Unmoved by loss I sit,
liquid ghosts rain down
from the heavens, coyote winds
shriek and threaten,
but an impassive I stares blankly
at the candle-dance of loss
seeking to seduce me
with her charms.

I know this scene, have tasted
its sweet agony, nearly drowned
in the shallow hope
that its elemental desire
would steal my last breath.

Simple silliness, a child's need
to be saved, for the loving hand
of god to reach down and pull me,
screaming and wet as a newborn,
from my pain, the invisible touch
like feathers brushing my cheek.

I know better. So I sit, unmoved,
moths circling around me as though
I am radiant, and a raven
swoops down to feast on the flying
insects, nearly knocking me
from my isolated seat, disrupting
this ritual of detachment, this fear
of embracing the piercing caw of my life.


2 comments:

Anonymous said...

As I sat in my cubicule during a recent 10-day Vipassana retreat, supposedly meditating, it came to me that that thrill, that illusory peace, that luscious identity of being "one of two," that feeling I was certain was love which had all come to me from my failed love affair, were in some sense "stolen." Hope, dreams, identity--all that emotional investment and attachment, I'd taken the energy of it from somewhere and now, with my sweeter half gone for good, the awesome burdensomeness of its stolen nature was stripped bare and made agonizingly plain.
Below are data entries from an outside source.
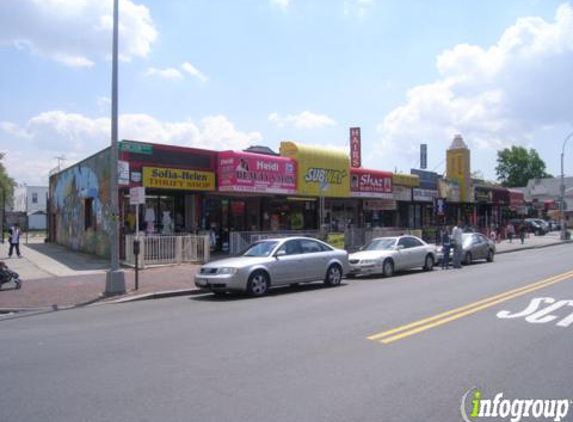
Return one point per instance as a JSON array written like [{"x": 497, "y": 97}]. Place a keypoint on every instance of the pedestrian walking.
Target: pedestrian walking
[
  {"x": 14, "y": 240},
  {"x": 446, "y": 248},
  {"x": 510, "y": 232},
  {"x": 457, "y": 243},
  {"x": 522, "y": 231}
]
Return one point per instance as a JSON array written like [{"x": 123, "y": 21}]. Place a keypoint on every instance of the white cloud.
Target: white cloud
[
  {"x": 192, "y": 70},
  {"x": 359, "y": 8},
  {"x": 283, "y": 4},
  {"x": 304, "y": 120},
  {"x": 169, "y": 73},
  {"x": 494, "y": 96},
  {"x": 76, "y": 33},
  {"x": 56, "y": 133}
]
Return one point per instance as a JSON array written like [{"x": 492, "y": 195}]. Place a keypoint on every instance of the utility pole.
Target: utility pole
[
  {"x": 115, "y": 281},
  {"x": 562, "y": 202}
]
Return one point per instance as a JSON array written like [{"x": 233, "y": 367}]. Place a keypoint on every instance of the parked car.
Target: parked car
[
  {"x": 385, "y": 255},
  {"x": 531, "y": 225},
  {"x": 538, "y": 226},
  {"x": 275, "y": 262},
  {"x": 475, "y": 246}
]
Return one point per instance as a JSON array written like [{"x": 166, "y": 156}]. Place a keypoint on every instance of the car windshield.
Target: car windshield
[
  {"x": 261, "y": 248},
  {"x": 380, "y": 244},
  {"x": 467, "y": 238}
]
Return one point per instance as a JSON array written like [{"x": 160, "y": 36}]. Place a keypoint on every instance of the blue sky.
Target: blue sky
[{"x": 228, "y": 74}]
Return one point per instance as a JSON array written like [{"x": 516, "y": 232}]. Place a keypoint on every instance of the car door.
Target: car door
[
  {"x": 402, "y": 257},
  {"x": 314, "y": 260},
  {"x": 417, "y": 252},
  {"x": 288, "y": 265},
  {"x": 482, "y": 246}
]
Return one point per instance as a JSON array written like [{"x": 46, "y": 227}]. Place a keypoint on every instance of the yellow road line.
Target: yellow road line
[{"x": 443, "y": 318}]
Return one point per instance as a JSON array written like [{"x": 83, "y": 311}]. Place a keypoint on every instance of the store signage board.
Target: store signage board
[
  {"x": 257, "y": 173},
  {"x": 410, "y": 180},
  {"x": 136, "y": 147},
  {"x": 424, "y": 195},
  {"x": 371, "y": 184},
  {"x": 355, "y": 148},
  {"x": 137, "y": 196},
  {"x": 379, "y": 205},
  {"x": 321, "y": 172},
  {"x": 123, "y": 173},
  {"x": 166, "y": 178},
  {"x": 402, "y": 193}
]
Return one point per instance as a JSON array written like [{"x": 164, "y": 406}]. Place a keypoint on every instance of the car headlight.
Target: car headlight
[{"x": 227, "y": 270}]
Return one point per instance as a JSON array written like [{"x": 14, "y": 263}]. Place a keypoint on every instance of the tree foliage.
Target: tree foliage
[
  {"x": 517, "y": 165},
  {"x": 6, "y": 183}
]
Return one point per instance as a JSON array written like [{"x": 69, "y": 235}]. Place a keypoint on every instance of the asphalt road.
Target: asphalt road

The baggage had to be unpacked; hope, dreams, and identity had to be put back where I got them. The phrase that came to me was, "All the hopes, all the dreams: I give them back." There was a sensation like steam rising from my flesh, a sensation like heavy wooden stakes being dislodged from my body (I was going to write "soul" but, really, there was nothing metaphysical about the feeling!) I might be the most affectless, coolest customer I know, but I sobbed then. Boy, did I. But it all had to go. It all has to go.

Kai in NYC

william harryman said...

Do you write poetry, Kai? If not, you might want to try some day.

Thanks for sharing that -- it's a variation on what I was feeling last night. I had lunch with a friend yesterday and talking about things made me realize that I had detached too soon from the mourning process, that there is some of what you so clearly described above that needs to happen.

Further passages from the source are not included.